The answer is, “Yes”, the Canada Border Services Agency (“CBSA”) can ask for your passwords. Not only can the CBSA ask for your passwords, the CBSA does ask for passwords. Not only does the CBSA ask for passwords, the CBSA will unlock your cell phones, mobile phones, smart phones, computers, etc and look at/review your emails, your photographs, your videos, your text messages, etc. If you do not provide your passwords, you could be arrested and charged and end up with a criminal record. Just ask Mr. Alain Philippon.
News broke today (August 16, 2016) that Mr. Philippon has pleaded guilty (on the eve of trial) to not providing his cell phone password to the Canada Border Services Agency (“CBSA”). Alain Philippon was arrested by the CBSA in March 2015 and charged pursuant to section 153.1 of the Customs Act (Canada) for failing to provide passwords. Section 153.1 of the Customs Act provides that:
“No person shall, physically or otherwise, do or attempt to do any of the following:
(a) interfere with or molest an officer doing anything that the officer is authorized to do under this Act; or
(b) hinder or prevent an officer from doing anything that the officer is authorized to do under this Act.”
A CBSA officer is authorized under section 99 of the Customs Act to examine goods in a traveler’s possession. The term “goods” is defined in the Customs Act to include “any document in any form”. Electronic communications, data and documents would satisfy the definition of “goods”.
According to the Agreed Statement of Facts, Mr. Philippon had $5000 and two PDAs in his possession. He was sent to secondary examination where swabs of his bags registered a reading for traces of cocaine. Mr. Philippon refused to provide the passwords to his PDAs. It is not known whether Mr. Philippon ever did provide those passwords or if he did get his PDAs back from the CBSA.
As a result of the plea deal (to plead guilty and pay a fine of $500), we will never know whether the Nova Scotia Provincial Court has difficulties with the CBSA arresting a person for not providing a password. This was a smart decision by Philippon who could have been fined up to $25,000 and/or imprisoned for up to one year. The moral of this story is that the CBSA can ask for your passwords and you may end up with a criminal record if you do not provide the passwords.

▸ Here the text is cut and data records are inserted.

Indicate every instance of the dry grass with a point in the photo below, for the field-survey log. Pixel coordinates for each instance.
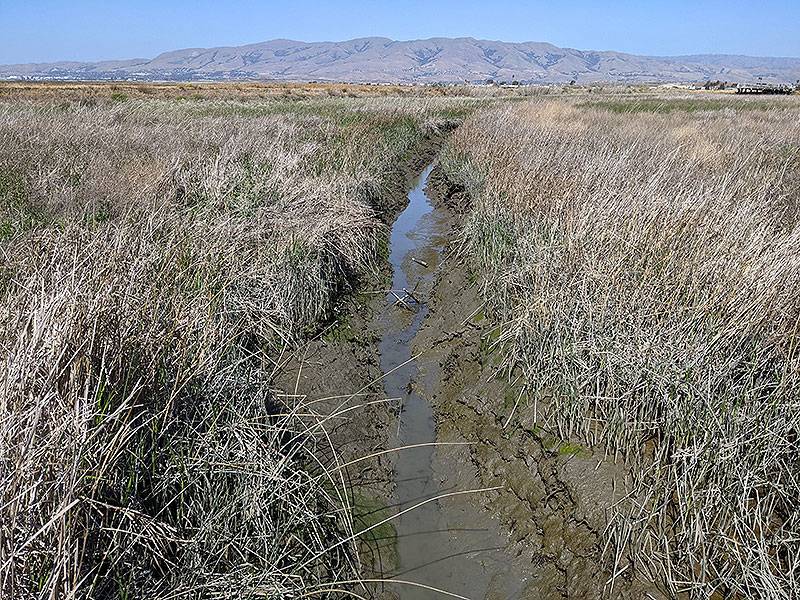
(157, 260)
(94, 92)
(643, 265)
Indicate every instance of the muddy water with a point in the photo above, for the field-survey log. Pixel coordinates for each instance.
(458, 553)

Customs lawyers have been waiting to learn what a court would say about what first appeared to be an extreme position taken by the CBSA. Travelers are regularly requested by the CBSA to provide passwords to cell phones, PDAs, computers, etc. Most travelers comply for fear of the ramifications (also, most travelers have nothing to hide, except embarrassing photos and videos).
Under Canada’s domestic laws, the police do not have an absolute right to ask for passwords. Individuals in Canada have privacy rights and Charter rights. The rules are very different at the border.